Small datasets for testing training scripts, inference scripts, and pipelines.
This is a labeled dataset of 1241 nv-smi logs generated once per minute from a single Tesla V100 in our lab environment running either GPU malware or benign workflows.
The same data in both CSV and jsonlines
This is a synthetic dataset of Azure AD logs with activities of 20 accounts (85 applications involved, 3567 records in total). The activities are split to a train and an inference set. An anomaly is included in the inference set for model validation. The data was generated using the python faker package. If there is any resemblance to real individuals, it is purely coincidental.
-
3239 records in total
-
Time range: 2022/08/01 - 2022/08/29
-
Users' log distribution:
- 5 high volume (>= 300) users
- 15 medium volume (~100) users
- 5 light volume (~10) users
Data for the pipeline validation contains an anomalous activity for a single user.
- Account:
[email protected]
- Time: 2022/08/31
- Description:
- Anomalously high log volume (100+)
- New IP for the account
- New location for the account (new country, state, city, latitude, longitude)
- New browser
- New app access (80 new apps accessed by the account on the day)
This dataset is stored in our S3 bucket. It can be downloaded using a script.
This is a synthetic dataset of AWS CloudTrail logs events with activities from two entities/users in separate files.
Files for user-123
include a single CSV and split JSON versions of the same data:
- dfp-cloudtrail-user123-training-data.csv
- hammah-user123-training-part2.json
- hammah-user123-training-part3.json
- training-data/cloudtrail/hammah-user123-training-part4.json
Files for role-g
include a single CSV and split JSON version of the same data:
- dfp-cloudtrail-role-g-training-data.csv
- hammah-role-g-training-part1.json
- hammah-role-g-training-part2.json
This is a small dataset augmented from the artificially generated transaction network demo data from the authors of Inductive Graph Representation Learning for Fraud Detection. The original demo data of 753 labeled transactions was downloaded from the paper's github repo on 02/10/2022 with an MD5 hash 64af64fcc6e3d55d25111a3f257378a4
. We augmented the training dataset to increase benign transactions by replicating that portion of the dataset for a total of 12053 transactions.

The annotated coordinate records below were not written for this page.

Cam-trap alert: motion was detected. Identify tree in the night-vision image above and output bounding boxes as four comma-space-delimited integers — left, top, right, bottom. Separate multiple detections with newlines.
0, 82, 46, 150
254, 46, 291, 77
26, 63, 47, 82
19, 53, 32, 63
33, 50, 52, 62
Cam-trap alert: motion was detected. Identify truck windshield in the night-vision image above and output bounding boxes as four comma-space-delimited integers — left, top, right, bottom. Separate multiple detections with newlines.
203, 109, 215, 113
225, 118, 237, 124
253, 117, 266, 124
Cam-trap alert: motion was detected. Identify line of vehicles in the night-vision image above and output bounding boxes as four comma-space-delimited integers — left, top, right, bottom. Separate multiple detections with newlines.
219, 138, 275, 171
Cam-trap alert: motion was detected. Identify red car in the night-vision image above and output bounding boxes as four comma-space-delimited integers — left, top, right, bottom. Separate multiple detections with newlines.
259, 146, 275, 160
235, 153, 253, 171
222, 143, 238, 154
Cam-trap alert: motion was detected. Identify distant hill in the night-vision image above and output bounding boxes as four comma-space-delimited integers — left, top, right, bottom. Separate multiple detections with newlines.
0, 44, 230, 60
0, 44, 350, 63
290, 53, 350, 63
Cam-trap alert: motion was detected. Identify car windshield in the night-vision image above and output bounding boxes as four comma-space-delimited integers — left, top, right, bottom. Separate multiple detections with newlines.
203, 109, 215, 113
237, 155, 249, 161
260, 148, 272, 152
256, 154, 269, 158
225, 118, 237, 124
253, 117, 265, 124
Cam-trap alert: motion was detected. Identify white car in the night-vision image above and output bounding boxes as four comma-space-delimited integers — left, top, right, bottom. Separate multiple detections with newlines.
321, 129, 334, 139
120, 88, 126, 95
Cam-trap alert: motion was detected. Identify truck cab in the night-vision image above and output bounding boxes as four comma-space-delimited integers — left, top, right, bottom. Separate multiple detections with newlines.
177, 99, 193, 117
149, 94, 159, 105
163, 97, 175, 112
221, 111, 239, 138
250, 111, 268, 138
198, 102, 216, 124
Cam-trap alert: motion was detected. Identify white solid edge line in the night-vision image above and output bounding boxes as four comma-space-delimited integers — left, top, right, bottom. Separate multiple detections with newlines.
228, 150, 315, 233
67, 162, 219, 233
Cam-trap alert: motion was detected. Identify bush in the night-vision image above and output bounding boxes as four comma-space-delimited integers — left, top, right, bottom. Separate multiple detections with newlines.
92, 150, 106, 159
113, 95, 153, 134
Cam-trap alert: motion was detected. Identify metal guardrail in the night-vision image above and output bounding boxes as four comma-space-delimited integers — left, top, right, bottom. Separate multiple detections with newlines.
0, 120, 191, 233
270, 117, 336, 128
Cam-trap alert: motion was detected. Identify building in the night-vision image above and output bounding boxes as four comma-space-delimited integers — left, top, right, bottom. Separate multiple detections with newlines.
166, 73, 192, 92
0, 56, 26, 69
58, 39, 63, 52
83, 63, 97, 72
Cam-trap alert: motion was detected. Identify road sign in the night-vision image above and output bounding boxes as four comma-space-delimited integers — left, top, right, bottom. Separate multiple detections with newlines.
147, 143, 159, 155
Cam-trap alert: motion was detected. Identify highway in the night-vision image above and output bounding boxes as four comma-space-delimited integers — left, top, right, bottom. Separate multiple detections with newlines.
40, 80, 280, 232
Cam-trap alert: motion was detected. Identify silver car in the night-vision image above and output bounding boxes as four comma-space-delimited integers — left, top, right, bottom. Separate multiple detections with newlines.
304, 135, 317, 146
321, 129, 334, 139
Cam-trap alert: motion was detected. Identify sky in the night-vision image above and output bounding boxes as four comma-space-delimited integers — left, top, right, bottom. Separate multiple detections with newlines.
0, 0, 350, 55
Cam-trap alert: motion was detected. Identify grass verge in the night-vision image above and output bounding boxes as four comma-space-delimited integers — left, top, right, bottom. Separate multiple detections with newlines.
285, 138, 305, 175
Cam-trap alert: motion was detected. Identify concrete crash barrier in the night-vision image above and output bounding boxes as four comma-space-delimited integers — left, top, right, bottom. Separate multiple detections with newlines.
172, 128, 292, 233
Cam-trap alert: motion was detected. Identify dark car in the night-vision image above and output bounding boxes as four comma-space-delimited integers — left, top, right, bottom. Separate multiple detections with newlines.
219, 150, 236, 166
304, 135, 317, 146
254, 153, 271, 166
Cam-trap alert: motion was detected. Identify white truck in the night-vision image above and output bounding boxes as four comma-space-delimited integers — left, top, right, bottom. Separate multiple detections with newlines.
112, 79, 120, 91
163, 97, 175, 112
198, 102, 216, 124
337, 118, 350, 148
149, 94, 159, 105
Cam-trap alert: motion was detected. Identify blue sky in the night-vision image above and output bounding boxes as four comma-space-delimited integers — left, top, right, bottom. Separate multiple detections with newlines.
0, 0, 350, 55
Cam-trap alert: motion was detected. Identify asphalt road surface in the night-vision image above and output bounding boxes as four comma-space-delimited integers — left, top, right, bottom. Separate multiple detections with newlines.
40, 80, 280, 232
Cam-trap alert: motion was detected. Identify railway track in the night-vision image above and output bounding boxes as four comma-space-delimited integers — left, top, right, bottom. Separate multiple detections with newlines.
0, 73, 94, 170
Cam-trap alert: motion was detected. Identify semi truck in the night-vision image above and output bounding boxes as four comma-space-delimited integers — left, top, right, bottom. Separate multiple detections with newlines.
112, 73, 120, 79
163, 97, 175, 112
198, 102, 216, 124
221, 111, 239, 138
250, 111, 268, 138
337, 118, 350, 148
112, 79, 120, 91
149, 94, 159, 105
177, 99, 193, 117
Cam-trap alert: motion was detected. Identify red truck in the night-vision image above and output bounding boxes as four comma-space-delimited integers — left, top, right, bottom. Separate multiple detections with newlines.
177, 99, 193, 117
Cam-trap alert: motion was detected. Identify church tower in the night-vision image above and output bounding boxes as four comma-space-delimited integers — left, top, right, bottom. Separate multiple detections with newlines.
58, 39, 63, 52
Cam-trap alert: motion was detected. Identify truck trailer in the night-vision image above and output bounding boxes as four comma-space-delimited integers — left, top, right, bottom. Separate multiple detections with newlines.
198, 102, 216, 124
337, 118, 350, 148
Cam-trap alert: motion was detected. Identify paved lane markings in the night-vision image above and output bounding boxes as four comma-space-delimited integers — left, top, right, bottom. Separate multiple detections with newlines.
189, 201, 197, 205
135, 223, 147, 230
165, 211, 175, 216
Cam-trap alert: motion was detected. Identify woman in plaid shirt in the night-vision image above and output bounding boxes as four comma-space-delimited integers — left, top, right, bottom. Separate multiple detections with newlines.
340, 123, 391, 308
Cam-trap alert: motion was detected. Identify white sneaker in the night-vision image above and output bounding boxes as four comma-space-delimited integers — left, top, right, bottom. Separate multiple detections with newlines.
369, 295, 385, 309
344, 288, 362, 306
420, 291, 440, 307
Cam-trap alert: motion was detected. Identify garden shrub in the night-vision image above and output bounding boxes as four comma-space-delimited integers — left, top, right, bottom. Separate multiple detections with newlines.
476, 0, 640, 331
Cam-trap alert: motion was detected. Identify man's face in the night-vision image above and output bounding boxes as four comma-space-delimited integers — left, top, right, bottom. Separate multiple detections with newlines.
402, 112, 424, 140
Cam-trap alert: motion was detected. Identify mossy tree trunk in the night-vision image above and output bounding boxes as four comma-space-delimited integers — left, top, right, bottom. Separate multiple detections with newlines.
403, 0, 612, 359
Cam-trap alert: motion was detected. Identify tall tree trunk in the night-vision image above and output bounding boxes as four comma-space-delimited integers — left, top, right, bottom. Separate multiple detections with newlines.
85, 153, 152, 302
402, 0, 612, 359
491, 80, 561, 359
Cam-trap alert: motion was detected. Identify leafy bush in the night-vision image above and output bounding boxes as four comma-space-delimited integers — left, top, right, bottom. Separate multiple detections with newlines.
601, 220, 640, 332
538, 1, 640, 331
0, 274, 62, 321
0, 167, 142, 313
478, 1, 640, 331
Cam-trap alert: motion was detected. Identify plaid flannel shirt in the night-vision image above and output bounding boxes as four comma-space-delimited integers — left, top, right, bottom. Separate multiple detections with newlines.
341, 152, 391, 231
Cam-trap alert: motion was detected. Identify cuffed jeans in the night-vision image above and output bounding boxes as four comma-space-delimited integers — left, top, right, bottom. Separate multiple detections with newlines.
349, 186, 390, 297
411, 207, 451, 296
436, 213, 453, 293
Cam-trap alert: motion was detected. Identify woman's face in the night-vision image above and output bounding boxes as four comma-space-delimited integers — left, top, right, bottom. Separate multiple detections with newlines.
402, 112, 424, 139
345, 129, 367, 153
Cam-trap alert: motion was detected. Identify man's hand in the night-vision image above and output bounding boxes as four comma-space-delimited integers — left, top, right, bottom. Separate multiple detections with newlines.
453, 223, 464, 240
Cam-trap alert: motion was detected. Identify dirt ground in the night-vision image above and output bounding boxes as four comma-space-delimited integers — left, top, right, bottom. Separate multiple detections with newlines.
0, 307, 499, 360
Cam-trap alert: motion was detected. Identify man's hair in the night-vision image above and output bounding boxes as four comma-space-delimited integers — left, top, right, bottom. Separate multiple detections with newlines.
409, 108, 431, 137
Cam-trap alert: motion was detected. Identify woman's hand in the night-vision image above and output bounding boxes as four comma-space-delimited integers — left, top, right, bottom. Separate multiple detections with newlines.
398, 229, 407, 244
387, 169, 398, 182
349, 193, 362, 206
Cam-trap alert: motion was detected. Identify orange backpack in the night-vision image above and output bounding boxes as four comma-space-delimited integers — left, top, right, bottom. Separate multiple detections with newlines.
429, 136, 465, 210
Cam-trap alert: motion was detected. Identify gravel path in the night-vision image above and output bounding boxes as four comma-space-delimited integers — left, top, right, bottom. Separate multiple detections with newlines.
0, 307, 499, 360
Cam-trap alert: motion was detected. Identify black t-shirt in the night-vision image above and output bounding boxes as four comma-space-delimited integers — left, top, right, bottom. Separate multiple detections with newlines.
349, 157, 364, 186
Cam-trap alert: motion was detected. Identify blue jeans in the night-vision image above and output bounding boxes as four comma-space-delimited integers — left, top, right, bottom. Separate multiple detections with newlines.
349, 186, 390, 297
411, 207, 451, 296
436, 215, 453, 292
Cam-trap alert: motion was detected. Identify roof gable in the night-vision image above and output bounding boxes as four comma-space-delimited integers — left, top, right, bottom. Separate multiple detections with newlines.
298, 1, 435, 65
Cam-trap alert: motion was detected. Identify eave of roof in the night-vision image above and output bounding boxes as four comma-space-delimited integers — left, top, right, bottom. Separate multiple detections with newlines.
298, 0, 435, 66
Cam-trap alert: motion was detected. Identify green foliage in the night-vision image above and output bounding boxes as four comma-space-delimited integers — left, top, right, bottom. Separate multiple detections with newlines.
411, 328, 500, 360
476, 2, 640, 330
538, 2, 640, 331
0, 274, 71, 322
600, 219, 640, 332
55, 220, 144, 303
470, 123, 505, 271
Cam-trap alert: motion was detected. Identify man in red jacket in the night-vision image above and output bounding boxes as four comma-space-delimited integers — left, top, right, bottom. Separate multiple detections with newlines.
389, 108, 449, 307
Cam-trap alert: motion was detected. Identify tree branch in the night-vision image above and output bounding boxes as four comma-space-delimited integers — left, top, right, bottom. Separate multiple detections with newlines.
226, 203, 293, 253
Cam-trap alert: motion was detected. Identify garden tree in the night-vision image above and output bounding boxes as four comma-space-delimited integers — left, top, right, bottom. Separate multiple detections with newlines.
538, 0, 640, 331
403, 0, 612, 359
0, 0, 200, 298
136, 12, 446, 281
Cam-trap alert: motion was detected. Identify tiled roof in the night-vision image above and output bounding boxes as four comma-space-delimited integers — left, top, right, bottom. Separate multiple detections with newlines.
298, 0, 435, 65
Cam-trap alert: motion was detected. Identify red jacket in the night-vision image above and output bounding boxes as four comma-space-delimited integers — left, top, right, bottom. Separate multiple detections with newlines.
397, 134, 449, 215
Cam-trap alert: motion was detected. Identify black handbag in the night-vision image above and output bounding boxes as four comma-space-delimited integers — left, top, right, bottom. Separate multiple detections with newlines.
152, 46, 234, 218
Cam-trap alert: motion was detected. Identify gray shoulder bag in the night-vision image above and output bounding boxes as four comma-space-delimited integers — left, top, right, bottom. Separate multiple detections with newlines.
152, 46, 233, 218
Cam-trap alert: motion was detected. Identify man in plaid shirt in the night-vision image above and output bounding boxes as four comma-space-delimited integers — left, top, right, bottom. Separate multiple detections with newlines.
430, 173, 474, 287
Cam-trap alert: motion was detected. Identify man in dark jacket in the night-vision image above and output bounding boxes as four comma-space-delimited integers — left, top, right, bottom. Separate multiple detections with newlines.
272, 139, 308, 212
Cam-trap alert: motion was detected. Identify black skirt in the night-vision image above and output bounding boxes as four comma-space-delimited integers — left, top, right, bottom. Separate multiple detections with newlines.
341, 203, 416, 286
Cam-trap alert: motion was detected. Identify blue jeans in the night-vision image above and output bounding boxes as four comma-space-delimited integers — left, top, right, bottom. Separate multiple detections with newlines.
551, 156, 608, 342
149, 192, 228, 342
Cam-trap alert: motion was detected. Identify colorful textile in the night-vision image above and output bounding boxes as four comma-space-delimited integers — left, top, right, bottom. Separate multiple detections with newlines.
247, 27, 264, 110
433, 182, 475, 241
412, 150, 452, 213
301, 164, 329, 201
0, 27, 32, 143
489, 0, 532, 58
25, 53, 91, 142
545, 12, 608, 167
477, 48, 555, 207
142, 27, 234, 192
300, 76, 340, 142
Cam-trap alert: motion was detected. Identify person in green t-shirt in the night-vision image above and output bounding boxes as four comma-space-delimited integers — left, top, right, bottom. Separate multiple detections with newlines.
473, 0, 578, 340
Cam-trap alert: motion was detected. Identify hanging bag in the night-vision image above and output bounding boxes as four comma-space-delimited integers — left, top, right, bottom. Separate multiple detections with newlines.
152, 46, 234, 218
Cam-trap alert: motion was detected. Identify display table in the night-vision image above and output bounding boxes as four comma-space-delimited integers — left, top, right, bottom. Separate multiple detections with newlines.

This sample dataset consists of a subset of Apache logs collected from a Linux system running Apache Web server as part of a larger public log dataset on loghub. The file was downloaded on 01/14/2020 with an MD5 hash of 1c3a706386b3ebc03a2ae07a2d864d66
. The logs were parsed using an apache log parsing package to create a labeled dataset.
Log validation data in CSV and JSON format
The SMS Spam Collection is a public set of 5574 SMS labeled messages that have been collected for mobile phone spam research hosted at UCI Machine Learning Repository: SMS Spam Collection Data Set last accessed on 11/09/2022 with an MD5 hash of ab53f9571d479ee677e7b283a06a661a
During training, 20% of the dataset is randomly selected as the test set and is saved as a jsonlines file for use in pipeline validation.
Additionally a subset of 100 messages from the dataset were augmented to include sender and recipient information using the python faker package. If there is any resemblance to real individuals, it is purely coincidental.
The dataset was generated by running ransomware and benign processes in a lab environment and recording the output from several plugins from the Volatility framework including cmdline
, envars
, handles
, ldrmodules
, netscan
, pslist
, threadlist
, vadinfo
. The training csv file contains 530 columns- a combination of features from the Volatility Plugins. This data collection is part of DOCA AppShield.
Training data CSV consists of 87968 preprocessed and labeled AppShield processes from 32 snapshots collected from 256 unique benign and ransomware activities.
The validation set contains raw data from 27 AppShield snapshots.
This dataset contains a small sample of anonymized Linux kernel logs of a DGX machine prior to a hardware failure. The training dataset contains 1359 logs labeled as indicators of the root cause or not. A model trained on this set can be robust enough to correctly identify previously undetected errors from the unseen-errors
file as a root cause as well.
This data contains 2000 synthetic pcap payloads generated to mimic sensitive and benign data found in nested JSONs from web APIs and environmental variables. Each row is labeled for the presence or absence of 10 different kinds of sensitive information. The data was generated using the python faker package and lists of most common passwords. If there is any resemblance to real individuals, it is purely coincidental.
Morpheus contributors will make every effort to keep datasets up-to-date and accurate. However, the data submitted to this repository is provided on an “as-is” basis and there is no warranty or guarantee of any kind that the information is accurate, complete, current or suitable for any particular purpose. It is the responsibility of all persons who use Morpheus to independently confirm the accuracy of the data, information, and results obtained via the Morpheus example workflows.